Financial Power of Attorney
A power of attorney is a document in which one individual gives another individual, the agent, the power to make decisions on their behalf in the event that they become incapacitated or if they are directed to perform. A financial power of attorney gives power over an individual’s financial affairs. The individual selecting the agent may chose anyone that he desires to oversee his financial affairs in the case of incapacity or at his direction. If the agent agrees to the appointment, he will be required to accept his appointment by signing the actual drafted document. The individual may draft the financial power of attorney or may hire an attorney to draft the document.
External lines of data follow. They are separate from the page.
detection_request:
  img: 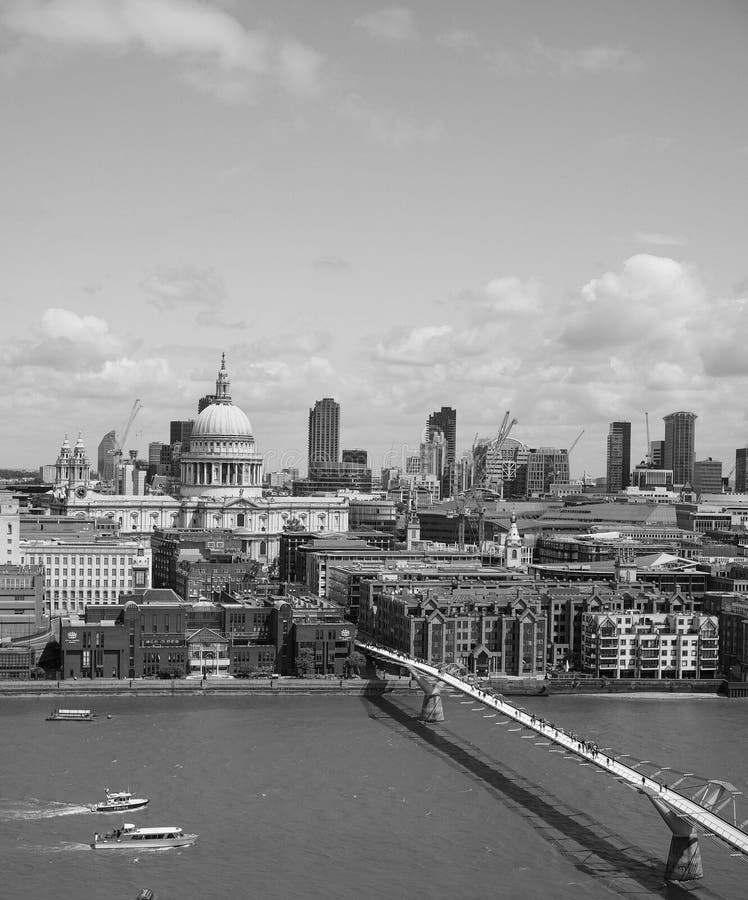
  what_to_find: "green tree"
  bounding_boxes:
[296,647,316,678]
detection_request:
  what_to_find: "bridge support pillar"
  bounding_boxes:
[644,792,704,881]
[408,667,444,722]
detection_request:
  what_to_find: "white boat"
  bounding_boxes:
[91,824,197,850]
[91,788,148,812]
[47,709,96,722]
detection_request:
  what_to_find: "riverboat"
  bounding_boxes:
[91,823,197,850]
[47,709,95,722]
[91,788,149,812]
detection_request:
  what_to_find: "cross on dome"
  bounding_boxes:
[213,353,231,403]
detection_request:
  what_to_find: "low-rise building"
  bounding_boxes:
[359,587,547,677]
[0,565,44,639]
[582,610,719,678]
[59,589,356,678]
[20,535,151,616]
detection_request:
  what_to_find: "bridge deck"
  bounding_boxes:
[356,641,748,855]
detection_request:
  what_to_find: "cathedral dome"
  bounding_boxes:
[192,403,252,438]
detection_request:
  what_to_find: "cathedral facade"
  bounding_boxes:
[57,357,348,563]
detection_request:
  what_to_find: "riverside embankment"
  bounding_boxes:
[0,677,411,699]
[0,675,728,699]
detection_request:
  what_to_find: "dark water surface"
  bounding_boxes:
[0,695,748,900]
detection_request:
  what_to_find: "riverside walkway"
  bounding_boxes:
[356,640,748,857]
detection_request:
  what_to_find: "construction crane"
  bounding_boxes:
[566,428,584,456]
[110,398,143,490]
[485,410,518,500]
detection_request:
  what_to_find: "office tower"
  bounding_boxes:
[663,412,696,485]
[692,456,722,496]
[343,450,369,468]
[649,441,665,469]
[309,397,340,469]
[426,406,457,497]
[606,422,631,492]
[735,447,748,494]
[169,419,195,444]
[97,431,117,481]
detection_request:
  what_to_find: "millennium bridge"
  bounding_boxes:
[356,639,748,882]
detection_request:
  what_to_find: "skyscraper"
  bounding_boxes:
[426,406,457,497]
[735,447,748,494]
[691,456,722,497]
[309,397,340,470]
[97,431,117,481]
[606,422,631,491]
[663,412,696,485]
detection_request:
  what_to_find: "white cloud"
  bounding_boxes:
[530,38,644,75]
[0,0,323,102]
[342,94,443,149]
[356,6,418,44]
[486,37,646,76]
[634,231,687,247]
[312,256,350,272]
[436,28,480,51]
[0,308,125,371]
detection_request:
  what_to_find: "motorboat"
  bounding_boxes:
[91,823,198,850]
[91,788,148,812]
[47,709,95,722]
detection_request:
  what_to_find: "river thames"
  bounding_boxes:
[0,693,748,900]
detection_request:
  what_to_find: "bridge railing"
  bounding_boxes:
[356,640,748,855]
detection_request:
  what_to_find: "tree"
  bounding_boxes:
[296,647,316,678]
[345,650,366,675]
Most financial power of attorneys are also durable power of attorneys. A durable power of attorney commences when it is signed by the parties and remains in effect until it is canceled. If the financial power of attorney is canceled, the agent and anyone who may have dealt with the agent should be notified of the cancellation. No reason need be given to support the cancellation.
When a financial power of attorney is executed, the individual appointing the agent does not give up his property. The appointing individual still may manage his own affairs. The financial power of attorney kicks in when the appointing individual is unable to care for his affairs or when the appointing individual directs the agent to act on his behalf.
Duties of a Financial Power of Attorney
The agent has numerous duties. The agent is required to perform his duties to the best of his ability and as directed in the actual document. The specific duties of the agent may and are often included in the financial power of attorney document. Some of the agent’s duties may include:
- Handling all aspects of the person’s financial affairs.
- Handling the transfer of assets such as stocks and bonds.
- Handling any business affairs that the person may have.
- Have access to your accounts, money, and investments.
- Managing real estate.
Selection of an Agent
The agent should be a completely trustworthy individual. The agent may be a spouse, an adult child, a friend, a relative or some other individual. Co-agents may also be selected if one is unable to decide on just one agent.